Aleutian tinha trazido uma muda de roupa para cada um deles, enfiadas dentro de um dos sacos da lavandaria. Johnny livrou-se do seu uniforme de recluso e Carl da
sua farda da lavandaria, e ambos se apressaram a vestir as roupas civis. Depois saíram da traseira do camião. Carl trancou todas as portas, abandonaram o veículo
pesado e caminharam em passo tranquilo até à outra ponta do parque de estacionamento, onde, na noite anterior, Aleutian tinha deixado um Ford alugado.
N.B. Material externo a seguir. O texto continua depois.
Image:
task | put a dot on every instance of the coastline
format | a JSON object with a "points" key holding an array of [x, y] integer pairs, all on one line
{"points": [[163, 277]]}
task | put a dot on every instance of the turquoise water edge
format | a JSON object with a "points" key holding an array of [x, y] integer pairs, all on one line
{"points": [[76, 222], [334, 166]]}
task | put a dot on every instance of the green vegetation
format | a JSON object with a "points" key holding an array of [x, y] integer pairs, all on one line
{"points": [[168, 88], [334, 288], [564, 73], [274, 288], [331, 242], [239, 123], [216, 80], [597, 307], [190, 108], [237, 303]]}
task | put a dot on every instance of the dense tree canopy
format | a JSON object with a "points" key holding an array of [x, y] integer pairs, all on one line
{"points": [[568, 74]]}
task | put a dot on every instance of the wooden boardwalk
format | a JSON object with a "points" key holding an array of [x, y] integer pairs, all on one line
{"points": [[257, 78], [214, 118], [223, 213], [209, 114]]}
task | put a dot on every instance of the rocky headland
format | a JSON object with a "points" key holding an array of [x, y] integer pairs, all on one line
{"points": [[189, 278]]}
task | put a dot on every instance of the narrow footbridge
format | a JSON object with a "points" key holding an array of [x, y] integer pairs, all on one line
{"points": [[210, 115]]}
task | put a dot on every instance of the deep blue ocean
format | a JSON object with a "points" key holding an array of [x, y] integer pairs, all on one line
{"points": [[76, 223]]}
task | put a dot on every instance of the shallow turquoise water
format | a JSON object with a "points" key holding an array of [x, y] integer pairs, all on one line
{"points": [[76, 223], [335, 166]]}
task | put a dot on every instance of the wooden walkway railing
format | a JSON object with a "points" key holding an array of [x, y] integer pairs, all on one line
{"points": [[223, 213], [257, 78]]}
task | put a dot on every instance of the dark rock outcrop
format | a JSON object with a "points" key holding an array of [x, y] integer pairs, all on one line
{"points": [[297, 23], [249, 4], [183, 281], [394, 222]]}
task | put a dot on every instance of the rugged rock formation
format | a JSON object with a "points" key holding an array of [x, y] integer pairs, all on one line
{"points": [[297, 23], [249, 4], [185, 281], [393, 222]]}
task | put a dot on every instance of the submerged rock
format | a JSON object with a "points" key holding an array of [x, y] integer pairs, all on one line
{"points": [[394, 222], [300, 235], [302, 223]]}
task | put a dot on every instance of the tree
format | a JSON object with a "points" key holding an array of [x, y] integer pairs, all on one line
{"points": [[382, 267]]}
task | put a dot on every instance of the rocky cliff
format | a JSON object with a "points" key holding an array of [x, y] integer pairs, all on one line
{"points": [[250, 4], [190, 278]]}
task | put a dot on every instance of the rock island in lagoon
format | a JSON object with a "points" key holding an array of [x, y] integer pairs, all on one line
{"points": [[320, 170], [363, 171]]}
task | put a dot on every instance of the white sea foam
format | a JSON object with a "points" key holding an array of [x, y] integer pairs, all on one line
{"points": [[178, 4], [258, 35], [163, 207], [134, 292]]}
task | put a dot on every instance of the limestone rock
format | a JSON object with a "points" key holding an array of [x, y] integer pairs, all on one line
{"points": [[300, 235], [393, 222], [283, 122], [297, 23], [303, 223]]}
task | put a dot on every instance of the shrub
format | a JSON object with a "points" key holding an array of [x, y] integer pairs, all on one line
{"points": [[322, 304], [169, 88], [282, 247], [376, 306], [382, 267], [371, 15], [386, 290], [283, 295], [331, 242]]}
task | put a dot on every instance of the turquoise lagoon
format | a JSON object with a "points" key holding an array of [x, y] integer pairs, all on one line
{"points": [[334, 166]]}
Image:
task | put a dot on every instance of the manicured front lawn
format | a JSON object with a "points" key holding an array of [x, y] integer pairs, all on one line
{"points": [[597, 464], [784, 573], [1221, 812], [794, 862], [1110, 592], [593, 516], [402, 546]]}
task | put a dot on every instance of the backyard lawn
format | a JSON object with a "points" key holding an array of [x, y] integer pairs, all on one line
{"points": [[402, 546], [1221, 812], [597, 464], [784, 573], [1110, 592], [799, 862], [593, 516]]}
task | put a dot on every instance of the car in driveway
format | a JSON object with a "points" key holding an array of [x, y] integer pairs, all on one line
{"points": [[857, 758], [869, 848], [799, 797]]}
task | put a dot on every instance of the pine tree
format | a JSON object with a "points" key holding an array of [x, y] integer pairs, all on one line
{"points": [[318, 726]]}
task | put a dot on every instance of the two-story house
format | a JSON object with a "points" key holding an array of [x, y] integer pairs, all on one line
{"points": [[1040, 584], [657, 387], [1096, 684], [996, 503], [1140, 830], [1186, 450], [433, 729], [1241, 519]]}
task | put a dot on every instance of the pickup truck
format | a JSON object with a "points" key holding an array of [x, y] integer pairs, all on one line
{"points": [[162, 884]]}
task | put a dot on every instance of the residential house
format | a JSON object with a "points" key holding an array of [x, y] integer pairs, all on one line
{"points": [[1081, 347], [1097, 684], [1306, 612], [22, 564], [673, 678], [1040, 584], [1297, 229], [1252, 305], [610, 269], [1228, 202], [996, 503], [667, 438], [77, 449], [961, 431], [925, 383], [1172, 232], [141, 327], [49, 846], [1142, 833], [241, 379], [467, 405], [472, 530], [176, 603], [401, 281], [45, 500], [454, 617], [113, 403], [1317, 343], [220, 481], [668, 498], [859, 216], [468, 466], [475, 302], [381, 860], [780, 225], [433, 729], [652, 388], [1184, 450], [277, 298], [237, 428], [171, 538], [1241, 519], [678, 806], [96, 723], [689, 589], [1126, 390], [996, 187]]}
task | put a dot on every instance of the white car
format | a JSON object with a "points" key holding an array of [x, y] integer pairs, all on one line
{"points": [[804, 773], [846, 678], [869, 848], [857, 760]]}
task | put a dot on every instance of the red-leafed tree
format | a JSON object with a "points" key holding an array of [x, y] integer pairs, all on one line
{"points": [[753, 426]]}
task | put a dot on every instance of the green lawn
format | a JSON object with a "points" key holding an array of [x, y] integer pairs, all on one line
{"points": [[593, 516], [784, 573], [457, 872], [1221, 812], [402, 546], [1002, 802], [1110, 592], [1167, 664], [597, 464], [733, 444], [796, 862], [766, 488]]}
Enfiaram-se na viatura e seguiram para norte, pela Route 45, durante cerca de sessenta quilómetros, até acabarem por virar para uma estrada secundária e rumar para
oeste, na direção de Waco. Ao final da tarde, chegaram a uma pista de pulverização aérea de culturas no centro de uma vasta área de cultivo de sorgo. Um bimotor
Baron G58 de propulsão a hélice esperava-os na pista. A aeronave pertencia a um dos contactos de Aleutian ligado ao narcotráfico e a sua capacidade para descolar
e aterrar em espaços limitados tornava-a ideal para as necessidades deles.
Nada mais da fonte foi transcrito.